ABER: das matterial ist derart klebrig, viel mehr als ich das bei allen anderen ergons je gesehen habe. (Und das wären dann einige)

Mir bleibt ständig die Hose dran kleben egal welche. Und das hat schon einige mahle zu brenzligen Situationen geführt. 

Beim letzten bikepark tag war ich derart verzweifelt dass ich etwas staub drauf geschmiert habe und versucht habe die klebrigkeit etwas abzureiben. Erfolglos.

gibts da irgend ein mittel? Fett?

gruss aus den schweizer Bergen


----------



## Trail Surfer (22. August 2021)

Babypuder auf den Allerwertesten zwecks Schweißreduktion und damit Haftminderung im rektalen Bereich vielleicht?


----------



## matsy (22. August 2021)

Trail Surfer schrieb:


> Babypuder auf den Allerwertesten zwecks Schweißreduktion und damit Haftminderung im rektalen Bereich vielleicht?


Ich denke damit kennst du dich besser aus als ich…


----------



## Ergon_Bike (23. August 2021)

matsy schrieb:


> ABER: das matterial ist derart klebrig, viel mehr als ich das bei allen anderen ergons je gesehen habe. (Und das wären dann einige)



Gruß in die Schweiz, @matsy .

Ich bin sehr verwundert über Deinen Request. Zum einen Aufgrund des Inhalts und zum anderen, weil bisher keine derartigen Kundenanfragen an uns herangetragen wurden. 
Und ich auch persönlich bisher keinerlei derartige Erfahrungen machen durfte. Ganz im Gegenteil. Selbst (oder besser formuliert gerade) im Rennen ist der Sattel der absolute Hammer und bietet deutliche Vorteile gegenüber dem SM Pro Men, den ich sonst bei Rennen eingesetzt habe. Auch aufgrund der fehlenden Textur im Obermaterial sind Positionswechsel auf dem Sattel einfacher, wenn auch marginal.

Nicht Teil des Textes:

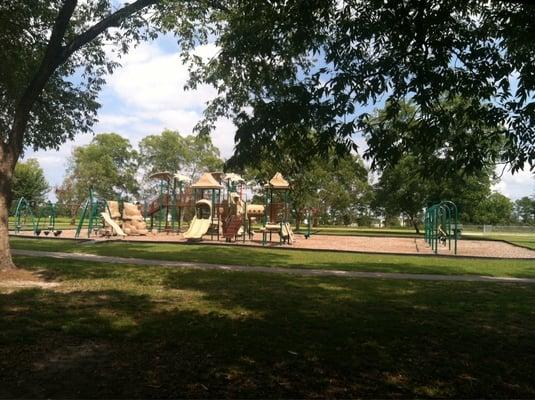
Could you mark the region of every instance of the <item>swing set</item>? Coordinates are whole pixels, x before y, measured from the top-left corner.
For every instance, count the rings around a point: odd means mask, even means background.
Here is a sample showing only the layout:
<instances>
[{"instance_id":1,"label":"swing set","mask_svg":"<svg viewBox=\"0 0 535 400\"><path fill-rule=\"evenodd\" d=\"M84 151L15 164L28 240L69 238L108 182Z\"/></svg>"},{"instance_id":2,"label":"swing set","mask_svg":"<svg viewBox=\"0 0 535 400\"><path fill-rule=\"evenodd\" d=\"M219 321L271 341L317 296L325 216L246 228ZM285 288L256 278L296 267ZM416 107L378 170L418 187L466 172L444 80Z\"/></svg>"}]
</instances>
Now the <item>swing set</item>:
<instances>
[{"instance_id":1,"label":"swing set","mask_svg":"<svg viewBox=\"0 0 535 400\"><path fill-rule=\"evenodd\" d=\"M32 231L36 236L39 236L41 232L45 236L48 236L50 232L53 232L54 236L61 234L61 231L56 231L57 210L54 203L48 201L44 205L37 207L24 197L21 197L16 204L14 212L15 233Z\"/></svg>"}]
</instances>

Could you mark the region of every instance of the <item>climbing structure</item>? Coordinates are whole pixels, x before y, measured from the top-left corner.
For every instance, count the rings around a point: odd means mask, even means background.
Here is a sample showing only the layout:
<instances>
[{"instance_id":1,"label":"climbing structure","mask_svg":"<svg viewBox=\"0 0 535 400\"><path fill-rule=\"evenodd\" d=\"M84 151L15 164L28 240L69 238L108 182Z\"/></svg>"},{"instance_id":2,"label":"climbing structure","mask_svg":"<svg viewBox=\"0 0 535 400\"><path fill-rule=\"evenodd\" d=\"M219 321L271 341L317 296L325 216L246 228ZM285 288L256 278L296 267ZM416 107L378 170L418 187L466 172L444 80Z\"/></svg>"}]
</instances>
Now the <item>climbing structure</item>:
<instances>
[{"instance_id":1,"label":"climbing structure","mask_svg":"<svg viewBox=\"0 0 535 400\"><path fill-rule=\"evenodd\" d=\"M438 246L448 246L457 254L457 239L460 237L460 224L457 206L446 200L427 208L424 217L424 239L431 250L438 253Z\"/></svg>"},{"instance_id":2,"label":"climbing structure","mask_svg":"<svg viewBox=\"0 0 535 400\"><path fill-rule=\"evenodd\" d=\"M290 206L288 195L290 184L280 172L265 185L264 220L262 227L262 244L272 240L272 234L279 235L280 243L292 244L294 235L289 222Z\"/></svg>"},{"instance_id":3,"label":"climbing structure","mask_svg":"<svg viewBox=\"0 0 535 400\"><path fill-rule=\"evenodd\" d=\"M87 237L90 237L95 231L102 228L102 213L112 216L106 200L99 198L93 193L92 189L89 189L89 196L82 203L80 220L74 237L79 238L84 228L87 228ZM112 221L111 217L110 221Z\"/></svg>"},{"instance_id":4,"label":"climbing structure","mask_svg":"<svg viewBox=\"0 0 535 400\"><path fill-rule=\"evenodd\" d=\"M150 217L150 229L158 232L178 232L183 210L191 206L191 191L186 187L191 179L179 173L157 172L150 179L158 180L158 195L145 206L145 217Z\"/></svg>"}]
</instances>

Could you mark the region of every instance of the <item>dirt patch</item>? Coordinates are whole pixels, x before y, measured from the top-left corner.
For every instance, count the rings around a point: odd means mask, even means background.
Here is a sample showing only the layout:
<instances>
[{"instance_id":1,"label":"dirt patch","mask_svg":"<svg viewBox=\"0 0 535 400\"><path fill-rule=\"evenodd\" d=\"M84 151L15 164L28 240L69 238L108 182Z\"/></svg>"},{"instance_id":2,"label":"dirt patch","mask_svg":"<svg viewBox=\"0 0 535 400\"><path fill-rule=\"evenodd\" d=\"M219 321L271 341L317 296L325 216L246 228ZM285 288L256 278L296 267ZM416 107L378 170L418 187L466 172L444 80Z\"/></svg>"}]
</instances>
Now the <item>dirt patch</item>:
<instances>
[{"instance_id":1,"label":"dirt patch","mask_svg":"<svg viewBox=\"0 0 535 400\"><path fill-rule=\"evenodd\" d=\"M0 288L43 288L48 289L58 286L57 282L44 281L38 275L25 269L0 270Z\"/></svg>"}]
</instances>

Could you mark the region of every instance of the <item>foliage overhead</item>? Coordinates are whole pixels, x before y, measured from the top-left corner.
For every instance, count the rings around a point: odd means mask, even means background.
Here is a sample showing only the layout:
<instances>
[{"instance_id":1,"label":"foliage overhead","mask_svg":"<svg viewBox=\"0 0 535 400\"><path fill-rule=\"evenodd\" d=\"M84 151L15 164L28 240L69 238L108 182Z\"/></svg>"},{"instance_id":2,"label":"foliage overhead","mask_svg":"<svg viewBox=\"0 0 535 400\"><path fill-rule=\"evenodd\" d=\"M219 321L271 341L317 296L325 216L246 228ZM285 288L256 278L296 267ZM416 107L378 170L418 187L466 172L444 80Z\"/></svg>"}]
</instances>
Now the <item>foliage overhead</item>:
<instances>
[{"instance_id":1,"label":"foliage overhead","mask_svg":"<svg viewBox=\"0 0 535 400\"><path fill-rule=\"evenodd\" d=\"M490 142L500 145L490 161L507 162L513 171L528 162L533 169L535 7L529 3L221 2L196 24L178 28L189 32L183 49L190 87L208 83L219 93L198 128L205 132L220 116L234 118L235 164L262 150L275 157L271 144L280 140L303 142L306 151L295 157L306 163L311 153L355 149L355 137L369 129L371 106L388 104L384 117L394 121L411 100L418 135L370 141L364 155L374 167L415 148L448 148L459 155L457 168L477 170L489 156L480 144ZM214 37L219 52L213 59L192 51ZM441 107L457 98L466 103ZM440 132L459 121L467 140L445 142ZM494 130L486 135L482 127Z\"/></svg>"},{"instance_id":2,"label":"foliage overhead","mask_svg":"<svg viewBox=\"0 0 535 400\"><path fill-rule=\"evenodd\" d=\"M0 142L22 135L23 146L58 148L88 132L104 77L119 65L111 54L155 37L147 17L154 3L117 9L109 0L0 2Z\"/></svg>"}]
</instances>

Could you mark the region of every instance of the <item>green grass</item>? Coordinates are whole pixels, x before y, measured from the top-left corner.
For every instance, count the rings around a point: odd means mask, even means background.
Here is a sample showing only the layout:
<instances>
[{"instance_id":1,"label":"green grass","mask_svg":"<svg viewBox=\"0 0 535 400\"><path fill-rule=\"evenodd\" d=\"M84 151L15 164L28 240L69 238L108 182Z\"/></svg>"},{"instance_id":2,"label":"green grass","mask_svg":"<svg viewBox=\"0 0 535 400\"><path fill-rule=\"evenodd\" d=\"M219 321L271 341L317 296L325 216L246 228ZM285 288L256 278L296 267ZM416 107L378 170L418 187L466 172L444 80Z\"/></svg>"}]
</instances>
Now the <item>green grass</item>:
<instances>
[{"instance_id":1,"label":"green grass","mask_svg":"<svg viewBox=\"0 0 535 400\"><path fill-rule=\"evenodd\" d=\"M489 260L336 253L329 251L263 249L242 246L108 242L93 244L67 240L12 238L13 248L64 251L103 256L212 264L259 265L283 268L339 269L348 271L426 274L475 274L535 277L533 260Z\"/></svg>"},{"instance_id":2,"label":"green grass","mask_svg":"<svg viewBox=\"0 0 535 400\"><path fill-rule=\"evenodd\" d=\"M16 262L0 398L535 397L535 286Z\"/></svg>"},{"instance_id":3,"label":"green grass","mask_svg":"<svg viewBox=\"0 0 535 400\"><path fill-rule=\"evenodd\" d=\"M15 229L15 217L9 217L9 229L13 230ZM37 223L37 218L35 218L35 222ZM76 221L78 222L78 221ZM48 227L48 219L47 218L41 218L41 221L39 222L39 225L41 229L46 229ZM57 217L56 223L55 223L55 229L73 229L75 225L71 225L71 219L68 217ZM33 225L31 218L26 218L22 222L22 230L23 231L33 231Z\"/></svg>"},{"instance_id":4,"label":"green grass","mask_svg":"<svg viewBox=\"0 0 535 400\"><path fill-rule=\"evenodd\" d=\"M463 235L463 238L476 240L505 240L506 242L535 250L535 234L486 233L484 235L476 235L469 233Z\"/></svg>"}]
</instances>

Kannst Du das von Dir beschriebene Kleben beschreiben?

LG, Niels


----------



## matsy (23. August 2021)

Hallo Nils.
Danke für deine Antwort.

Also meine Frau fährt den SM Woman, ein Freund von mir den SMC sport gel
Vorher bin ich den SM3 gefahren.

An keiner dieser Sättel bleibt meine Hose kleben. Aber beim SM Enduro eben schon.

Das Obermaterail vom SM Enduro sieht identisch aus wie das vom SMC Sport. Aber es ist deutlich klebriger. Die seitliche Flanke ist schön glatt.

Ich bin jetzt nicht der erste der dass hier im Forum schreibt.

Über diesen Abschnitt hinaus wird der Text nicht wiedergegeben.